NYSI was basically a four-line word search, with all words hidden horizontally, and in forward order. Not only could you adjust difficulty through the questions, but you could adjust difficulty through the size of the grid, and you could hide words vertically or diagonally, and/or backwards, and as part of the response a team would have to give coordinates of the first letter. (For backward clues I would suggest specifically telling the players that this was the case, I should think finding the word would be plenty hard enough even with that information since we're used to reading forward.
Ooh, Crosswits is an excellent idea, too...I could definitely see the excitement in the room when a team stands up and declares they would like to call a conference to solve the puzzle.
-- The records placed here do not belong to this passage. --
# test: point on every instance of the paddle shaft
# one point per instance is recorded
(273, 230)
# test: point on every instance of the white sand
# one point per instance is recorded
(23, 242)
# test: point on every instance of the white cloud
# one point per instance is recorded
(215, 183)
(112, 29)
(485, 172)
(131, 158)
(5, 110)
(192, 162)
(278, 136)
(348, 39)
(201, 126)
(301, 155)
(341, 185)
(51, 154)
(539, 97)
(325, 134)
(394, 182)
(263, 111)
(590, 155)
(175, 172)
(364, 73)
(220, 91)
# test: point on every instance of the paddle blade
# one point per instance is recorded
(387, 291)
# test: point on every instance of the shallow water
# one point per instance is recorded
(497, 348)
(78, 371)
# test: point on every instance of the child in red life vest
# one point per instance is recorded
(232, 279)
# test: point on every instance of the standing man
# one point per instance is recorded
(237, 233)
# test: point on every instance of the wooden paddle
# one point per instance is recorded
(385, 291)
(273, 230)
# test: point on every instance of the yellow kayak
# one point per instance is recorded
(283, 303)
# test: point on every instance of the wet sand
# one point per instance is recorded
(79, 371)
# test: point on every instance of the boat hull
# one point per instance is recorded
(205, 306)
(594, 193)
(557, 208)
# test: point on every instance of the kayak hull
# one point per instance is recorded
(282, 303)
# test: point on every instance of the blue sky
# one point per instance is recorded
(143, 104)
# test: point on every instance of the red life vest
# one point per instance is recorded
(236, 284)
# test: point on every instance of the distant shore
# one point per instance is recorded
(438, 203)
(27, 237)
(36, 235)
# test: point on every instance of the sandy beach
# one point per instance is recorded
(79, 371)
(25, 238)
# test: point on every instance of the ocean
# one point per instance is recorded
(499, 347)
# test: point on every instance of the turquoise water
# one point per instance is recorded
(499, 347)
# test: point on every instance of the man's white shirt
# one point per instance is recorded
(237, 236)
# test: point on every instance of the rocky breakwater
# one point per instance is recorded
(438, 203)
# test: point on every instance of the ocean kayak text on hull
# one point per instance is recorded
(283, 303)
Good one, Jimmy.
You might also be able to do something with the basic concept of Chain Reaction - you could have the room vote as to whether they want the next letter above Word "X" or below Word "Y". [/quote]
For an overhead game, how about (Super) Password (Plus)? Do it like this:
On a four member team (players A-B-C-D),
A and B can converse for find a good clue to give to their teammates, C and D. When it's time to guess the puzzle, all four can confer.
-OR-
Alternate clue-giving between the four members, where two members play at a time.
Example: For one password, A and B play, and for the second C and D play.
Alphabetics can be played with either format, whichever seems less complicated.